In fact, a small army of doctors and nurses volunteer at Special Days and ensures the kids have access to top-notch medical care throughout their visit. The 70 or so staffers also include cabin leaders of all ages, chosen for their love of working with kids. The volunteer corps is so devoted, says camp director Tammy Willis, that 90 percent are retained each year. Many are also on staff at the camp’s referring hospitals, so children get to see their regular doctors.

Such a high level of medical care eases the minds of parents, many of whom, like Toni Hinkle, are reluctant to let a sick child out of their sight. Parents are discouraged from calling children during the week, but are welcome to check in with staff 24 hours a day. Every night, the staff spends hours uploading photos from the day’s activities to the camp’s Web site so parents can see images of them having fun.

Two dozen years ago, Special Days added a second week of camp for the siblings of kids with cancer. And during winter months, a weekend camp brings all the kids together.

“As long as I’ve worked with both camps, the sibling program probably serves a greater purpose,” Royer-Willoughby says. “The kids with cancer always get attention. People always bring them gifts. Siblings go through a tremendous experience. It’s not uncommon for them to even wish ill will to their siblings because they just want their parents back. But then they feel guilty.

“They just need a place where other people will say, ‘Yeah, I’ve felt that way, too.’ ”

It’s a sad fact that, once in a while, a Special Days child loses his or her fight against cancer. “Circumstances with kids can change,” Willis says. “They can be in remission, then come out of remission. We had a kid who was terminal when he came — he had three weeks [to live] and came and spent a week with us. For parents to know that that’s coming and then allow him to come … I really admire the parents who are able to share their kid with us.”

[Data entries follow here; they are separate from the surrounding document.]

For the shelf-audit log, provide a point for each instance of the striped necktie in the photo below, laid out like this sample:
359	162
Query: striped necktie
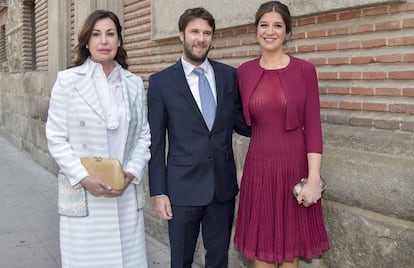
208	104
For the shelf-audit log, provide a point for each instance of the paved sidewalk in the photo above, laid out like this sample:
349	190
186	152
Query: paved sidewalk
28	215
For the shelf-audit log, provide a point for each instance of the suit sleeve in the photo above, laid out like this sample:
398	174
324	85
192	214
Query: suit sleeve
240	125
157	117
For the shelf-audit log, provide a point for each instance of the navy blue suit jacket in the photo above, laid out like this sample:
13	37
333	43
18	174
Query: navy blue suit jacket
188	162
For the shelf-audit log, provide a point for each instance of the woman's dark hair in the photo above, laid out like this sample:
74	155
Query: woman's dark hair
195	13
82	53
278	7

Though therapy is not part of the camp’s services, each session concludes with a ceremony in which campers place a candle on a small boat and set it afloat. The child is then encouraged to reflect on his or her experiences and remember those who aren’t with them.

Royer-Willoughby says little has changed at the camp since Special Days was founded — with one notable exception: The children are faring much better. “More and more of our campers do better with every passing year,” she says.

“I don’t ever have to tell a parent their kid might die, but I do have to tell them their kid is going to live,” she says.